State v. Pearson

State

Iowa

Court

Iowa Supreme Court

Citation and Year

836 N.W.2d 88 (Iowa 2013)

Constitutional Provision or State Statute

IOWA CONST. art. 1, § 17 (“cruel and unusual punishment”)

Nature of Case

Pearson was 17 years old when she was convicted of first-degree robbery and first-degree burglary. Both convictions carried with them a 25-year sentence which Pearson was ordered to serve consecutively. Before Pearson could be eligible for release, she would have had to serve at least 70% of her sentence—35 years. As in State v. Null, also decided in 2013, this case challenged a term-of-years sentence given to a youth under 18 as an unconstitutional de facto life without parole sentence.

Holding

Requiring youth to serve 35 years in prison before the possibility of release is a de facto life without parole sentence, and sentencing courts must consider the “mitigating features of youth” and the goal of rehabilitation before imposing such lengthy sentences.

Analysis

The court reversed Pearson’s sentence and remanded it with instruction to follow their holding in State v. Null. In Null, the court explained that juveniles are constitutionally different from adults. Relying on a string of U.S. Supreme Court cases, the court identified juveniles as generally lacking maturity, possessing an underdeveloped sense of responsibility, being vulnerable to peer pressure, having a less fixed nature of their character, and being more capable of rehabilitation than adults. The Null court instructed that these “features of youth” are to be treated as mitigating factors that must be considered during sentencing.

Here, the court noted that the district court had explicitly chosen not to regard Pearson’s age as a mitigating factor during sentencing. “[T]he district court indicated it understood the argument that Pearson, as a young person, may lack the ability to appreciate the results of her actions, but then stated that argument doesn’t diminish in any way the results of her actions.” However, as discussed in the U.S. Supreme Court decision Miller v. Alabama, and in the Iowa Supreme Court decision State v. Null, a juvenile’s inability to fully comprehend their actions and the consequences of those actions lessen the juvenile’s culpability and must be treated as a mitigating factor.

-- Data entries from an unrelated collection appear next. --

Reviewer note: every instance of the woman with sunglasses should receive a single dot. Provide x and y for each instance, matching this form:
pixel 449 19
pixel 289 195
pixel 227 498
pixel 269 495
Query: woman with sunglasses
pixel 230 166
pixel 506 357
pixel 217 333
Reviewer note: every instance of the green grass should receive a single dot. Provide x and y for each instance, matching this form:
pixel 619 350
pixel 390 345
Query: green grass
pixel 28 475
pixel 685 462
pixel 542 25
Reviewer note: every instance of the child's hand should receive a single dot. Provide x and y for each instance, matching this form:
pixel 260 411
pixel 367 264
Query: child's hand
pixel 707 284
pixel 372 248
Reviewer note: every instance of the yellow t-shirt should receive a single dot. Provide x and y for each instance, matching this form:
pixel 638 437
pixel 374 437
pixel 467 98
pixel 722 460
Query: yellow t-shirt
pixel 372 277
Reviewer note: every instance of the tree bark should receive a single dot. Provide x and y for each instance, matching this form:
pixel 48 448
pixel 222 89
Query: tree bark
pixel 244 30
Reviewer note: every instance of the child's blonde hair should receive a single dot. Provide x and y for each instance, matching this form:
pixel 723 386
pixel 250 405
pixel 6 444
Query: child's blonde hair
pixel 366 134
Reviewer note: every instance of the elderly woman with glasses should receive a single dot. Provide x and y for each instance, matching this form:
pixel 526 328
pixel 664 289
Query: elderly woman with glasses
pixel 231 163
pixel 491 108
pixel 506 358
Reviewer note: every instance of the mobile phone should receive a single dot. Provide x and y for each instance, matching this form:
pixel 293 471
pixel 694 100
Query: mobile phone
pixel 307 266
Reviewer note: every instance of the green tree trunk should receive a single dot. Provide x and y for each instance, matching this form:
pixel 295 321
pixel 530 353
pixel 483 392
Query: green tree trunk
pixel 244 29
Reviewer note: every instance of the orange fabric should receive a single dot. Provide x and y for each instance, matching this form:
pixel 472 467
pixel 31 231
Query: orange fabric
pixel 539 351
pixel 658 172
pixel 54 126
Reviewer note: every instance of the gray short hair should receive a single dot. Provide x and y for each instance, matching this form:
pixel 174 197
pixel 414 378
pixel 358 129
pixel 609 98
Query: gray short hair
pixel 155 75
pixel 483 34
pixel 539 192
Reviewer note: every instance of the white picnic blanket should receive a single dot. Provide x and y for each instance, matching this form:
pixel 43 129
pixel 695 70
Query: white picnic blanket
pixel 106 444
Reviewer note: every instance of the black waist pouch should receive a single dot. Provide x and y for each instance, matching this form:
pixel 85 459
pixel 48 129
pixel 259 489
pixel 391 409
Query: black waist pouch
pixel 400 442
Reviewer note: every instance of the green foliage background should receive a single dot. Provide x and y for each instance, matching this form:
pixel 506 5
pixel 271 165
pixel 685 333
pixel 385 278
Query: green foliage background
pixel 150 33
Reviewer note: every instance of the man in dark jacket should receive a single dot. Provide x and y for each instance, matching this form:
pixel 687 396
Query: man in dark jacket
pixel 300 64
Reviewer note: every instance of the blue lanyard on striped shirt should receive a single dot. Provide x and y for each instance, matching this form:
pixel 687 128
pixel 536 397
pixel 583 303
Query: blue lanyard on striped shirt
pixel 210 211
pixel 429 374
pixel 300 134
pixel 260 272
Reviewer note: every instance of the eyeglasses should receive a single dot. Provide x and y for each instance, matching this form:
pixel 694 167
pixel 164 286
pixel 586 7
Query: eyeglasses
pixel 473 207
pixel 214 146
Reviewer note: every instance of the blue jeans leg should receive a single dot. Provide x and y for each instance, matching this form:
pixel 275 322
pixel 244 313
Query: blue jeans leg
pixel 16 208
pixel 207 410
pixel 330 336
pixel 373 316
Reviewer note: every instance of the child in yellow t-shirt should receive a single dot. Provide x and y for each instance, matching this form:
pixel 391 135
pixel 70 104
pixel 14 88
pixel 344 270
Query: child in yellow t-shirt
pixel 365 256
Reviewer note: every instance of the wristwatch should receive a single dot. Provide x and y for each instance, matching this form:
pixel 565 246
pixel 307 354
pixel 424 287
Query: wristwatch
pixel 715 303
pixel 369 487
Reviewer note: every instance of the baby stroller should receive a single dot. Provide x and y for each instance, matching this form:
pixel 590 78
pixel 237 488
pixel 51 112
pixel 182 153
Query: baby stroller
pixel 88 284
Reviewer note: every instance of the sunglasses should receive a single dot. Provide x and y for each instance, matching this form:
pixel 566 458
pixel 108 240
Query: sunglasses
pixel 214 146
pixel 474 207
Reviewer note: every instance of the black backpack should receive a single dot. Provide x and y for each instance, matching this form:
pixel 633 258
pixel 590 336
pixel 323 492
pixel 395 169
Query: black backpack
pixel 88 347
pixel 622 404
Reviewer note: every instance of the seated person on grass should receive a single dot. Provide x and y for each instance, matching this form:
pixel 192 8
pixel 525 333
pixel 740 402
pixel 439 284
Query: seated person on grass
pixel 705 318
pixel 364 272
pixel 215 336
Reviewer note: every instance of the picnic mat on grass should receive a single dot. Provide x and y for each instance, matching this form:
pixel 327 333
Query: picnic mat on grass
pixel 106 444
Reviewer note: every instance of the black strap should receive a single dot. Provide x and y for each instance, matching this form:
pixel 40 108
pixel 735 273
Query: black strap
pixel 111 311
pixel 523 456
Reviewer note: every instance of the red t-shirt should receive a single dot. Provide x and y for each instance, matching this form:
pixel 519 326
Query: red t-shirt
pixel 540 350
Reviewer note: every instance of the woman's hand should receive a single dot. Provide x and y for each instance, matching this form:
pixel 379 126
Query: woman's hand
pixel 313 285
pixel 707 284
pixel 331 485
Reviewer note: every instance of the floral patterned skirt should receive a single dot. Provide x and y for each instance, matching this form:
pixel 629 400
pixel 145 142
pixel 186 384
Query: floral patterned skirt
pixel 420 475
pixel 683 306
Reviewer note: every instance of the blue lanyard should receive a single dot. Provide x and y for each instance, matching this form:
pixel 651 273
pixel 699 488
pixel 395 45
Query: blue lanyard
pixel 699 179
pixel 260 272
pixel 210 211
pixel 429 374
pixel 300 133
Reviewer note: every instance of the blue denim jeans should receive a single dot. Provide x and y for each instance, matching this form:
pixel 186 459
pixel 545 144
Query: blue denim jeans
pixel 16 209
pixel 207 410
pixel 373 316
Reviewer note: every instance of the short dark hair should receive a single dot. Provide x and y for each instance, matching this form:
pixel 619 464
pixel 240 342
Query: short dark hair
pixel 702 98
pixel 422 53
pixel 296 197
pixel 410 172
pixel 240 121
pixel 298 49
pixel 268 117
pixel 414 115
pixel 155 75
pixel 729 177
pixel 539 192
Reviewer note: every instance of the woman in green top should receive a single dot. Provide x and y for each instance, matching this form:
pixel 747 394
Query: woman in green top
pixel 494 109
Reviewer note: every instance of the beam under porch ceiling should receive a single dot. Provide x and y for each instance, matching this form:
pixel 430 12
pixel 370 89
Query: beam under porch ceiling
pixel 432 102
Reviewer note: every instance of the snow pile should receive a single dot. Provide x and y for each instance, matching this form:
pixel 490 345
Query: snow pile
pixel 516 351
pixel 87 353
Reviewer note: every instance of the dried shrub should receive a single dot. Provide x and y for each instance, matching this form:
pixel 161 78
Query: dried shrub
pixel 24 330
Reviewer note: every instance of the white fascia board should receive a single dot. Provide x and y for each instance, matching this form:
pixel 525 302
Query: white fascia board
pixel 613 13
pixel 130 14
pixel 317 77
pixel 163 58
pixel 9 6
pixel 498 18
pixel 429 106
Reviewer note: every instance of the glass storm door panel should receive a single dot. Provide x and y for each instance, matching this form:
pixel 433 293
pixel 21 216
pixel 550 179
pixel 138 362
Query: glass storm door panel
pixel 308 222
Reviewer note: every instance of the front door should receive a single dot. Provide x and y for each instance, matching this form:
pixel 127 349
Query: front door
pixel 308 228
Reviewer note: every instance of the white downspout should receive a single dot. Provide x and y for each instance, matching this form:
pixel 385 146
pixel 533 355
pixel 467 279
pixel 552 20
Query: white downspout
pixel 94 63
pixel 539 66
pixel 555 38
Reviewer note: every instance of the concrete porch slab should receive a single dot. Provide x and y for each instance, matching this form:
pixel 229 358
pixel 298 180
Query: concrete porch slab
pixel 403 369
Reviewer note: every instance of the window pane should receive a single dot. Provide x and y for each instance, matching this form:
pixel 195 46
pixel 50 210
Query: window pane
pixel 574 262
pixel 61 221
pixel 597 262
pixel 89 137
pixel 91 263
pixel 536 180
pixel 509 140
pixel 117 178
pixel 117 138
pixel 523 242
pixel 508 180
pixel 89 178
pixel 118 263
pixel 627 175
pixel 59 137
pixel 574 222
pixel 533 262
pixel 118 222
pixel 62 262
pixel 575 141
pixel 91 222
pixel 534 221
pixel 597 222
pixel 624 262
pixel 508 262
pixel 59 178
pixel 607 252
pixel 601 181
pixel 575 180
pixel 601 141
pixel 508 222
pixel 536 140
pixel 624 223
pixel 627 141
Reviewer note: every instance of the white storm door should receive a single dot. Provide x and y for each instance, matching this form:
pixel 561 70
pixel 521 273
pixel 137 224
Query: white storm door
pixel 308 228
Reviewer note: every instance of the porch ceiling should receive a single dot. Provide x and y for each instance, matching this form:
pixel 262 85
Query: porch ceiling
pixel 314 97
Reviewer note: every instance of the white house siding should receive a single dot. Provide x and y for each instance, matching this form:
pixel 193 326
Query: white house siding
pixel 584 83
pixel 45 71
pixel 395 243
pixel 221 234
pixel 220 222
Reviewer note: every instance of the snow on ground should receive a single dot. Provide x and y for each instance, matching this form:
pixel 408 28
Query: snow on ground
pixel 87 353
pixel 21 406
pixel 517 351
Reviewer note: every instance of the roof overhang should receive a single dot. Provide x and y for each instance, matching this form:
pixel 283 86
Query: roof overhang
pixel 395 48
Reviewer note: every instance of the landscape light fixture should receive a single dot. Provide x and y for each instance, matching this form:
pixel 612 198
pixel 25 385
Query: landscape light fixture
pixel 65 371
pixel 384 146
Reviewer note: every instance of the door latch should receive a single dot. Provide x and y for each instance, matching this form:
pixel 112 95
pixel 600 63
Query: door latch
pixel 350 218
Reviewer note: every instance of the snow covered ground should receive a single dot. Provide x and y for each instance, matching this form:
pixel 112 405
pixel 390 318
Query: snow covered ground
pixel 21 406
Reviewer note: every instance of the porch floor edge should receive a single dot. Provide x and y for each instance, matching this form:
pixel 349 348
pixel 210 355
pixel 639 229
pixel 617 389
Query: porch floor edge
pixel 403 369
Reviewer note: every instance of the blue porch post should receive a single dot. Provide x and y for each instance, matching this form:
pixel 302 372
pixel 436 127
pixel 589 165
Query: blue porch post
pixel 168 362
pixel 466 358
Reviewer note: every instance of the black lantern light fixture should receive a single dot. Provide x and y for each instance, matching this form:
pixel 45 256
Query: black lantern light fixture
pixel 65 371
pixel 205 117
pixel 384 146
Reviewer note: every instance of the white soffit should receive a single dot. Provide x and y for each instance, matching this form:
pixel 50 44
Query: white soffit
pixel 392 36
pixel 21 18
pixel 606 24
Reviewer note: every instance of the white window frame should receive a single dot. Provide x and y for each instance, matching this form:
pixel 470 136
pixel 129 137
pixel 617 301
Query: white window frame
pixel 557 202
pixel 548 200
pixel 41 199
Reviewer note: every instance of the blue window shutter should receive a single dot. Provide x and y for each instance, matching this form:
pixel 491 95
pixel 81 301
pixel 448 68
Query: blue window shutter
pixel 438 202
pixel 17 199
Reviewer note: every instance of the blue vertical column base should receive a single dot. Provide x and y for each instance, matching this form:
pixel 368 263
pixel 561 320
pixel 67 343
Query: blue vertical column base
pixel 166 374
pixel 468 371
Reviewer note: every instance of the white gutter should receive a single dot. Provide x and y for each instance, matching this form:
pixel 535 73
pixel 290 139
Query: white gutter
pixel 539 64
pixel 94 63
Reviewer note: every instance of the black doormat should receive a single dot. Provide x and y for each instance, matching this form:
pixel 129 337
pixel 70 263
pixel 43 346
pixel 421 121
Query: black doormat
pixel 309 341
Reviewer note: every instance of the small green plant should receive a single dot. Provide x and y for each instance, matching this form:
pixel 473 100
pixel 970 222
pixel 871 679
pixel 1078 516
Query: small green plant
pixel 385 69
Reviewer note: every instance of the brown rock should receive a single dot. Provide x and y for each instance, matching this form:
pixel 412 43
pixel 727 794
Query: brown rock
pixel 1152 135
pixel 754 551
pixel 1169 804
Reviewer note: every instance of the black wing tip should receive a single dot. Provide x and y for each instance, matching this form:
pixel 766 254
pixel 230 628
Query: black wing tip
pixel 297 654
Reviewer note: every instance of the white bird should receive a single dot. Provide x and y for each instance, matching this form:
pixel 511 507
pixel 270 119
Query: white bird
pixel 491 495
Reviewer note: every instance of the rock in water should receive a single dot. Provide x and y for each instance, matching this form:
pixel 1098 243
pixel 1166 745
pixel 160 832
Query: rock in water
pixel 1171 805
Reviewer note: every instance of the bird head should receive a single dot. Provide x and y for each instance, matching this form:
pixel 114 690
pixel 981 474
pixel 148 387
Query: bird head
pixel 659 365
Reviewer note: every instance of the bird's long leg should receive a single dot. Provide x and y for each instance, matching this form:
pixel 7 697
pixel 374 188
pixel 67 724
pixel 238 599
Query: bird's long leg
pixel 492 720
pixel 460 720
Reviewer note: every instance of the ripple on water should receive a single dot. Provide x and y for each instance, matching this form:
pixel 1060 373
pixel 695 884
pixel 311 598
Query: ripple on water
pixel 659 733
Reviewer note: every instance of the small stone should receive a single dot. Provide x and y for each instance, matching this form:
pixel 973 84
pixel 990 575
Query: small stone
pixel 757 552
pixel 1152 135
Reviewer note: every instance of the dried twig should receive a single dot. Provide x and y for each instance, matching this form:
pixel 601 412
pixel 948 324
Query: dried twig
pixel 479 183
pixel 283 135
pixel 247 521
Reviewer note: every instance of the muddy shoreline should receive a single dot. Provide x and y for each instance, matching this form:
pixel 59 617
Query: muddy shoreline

Moreover, the district court did not focus on Pearson’s potential for rehabilitation when imposing its sentence. The court explained that although predicting the potential of rehabilitation is very difficult, it should consider the goal of rehabilitation in Pearson’s case. Because Pearson was sentenced without having her age and the goal of rehabilitation fully taken into account the court reversed and remanded her sentencing.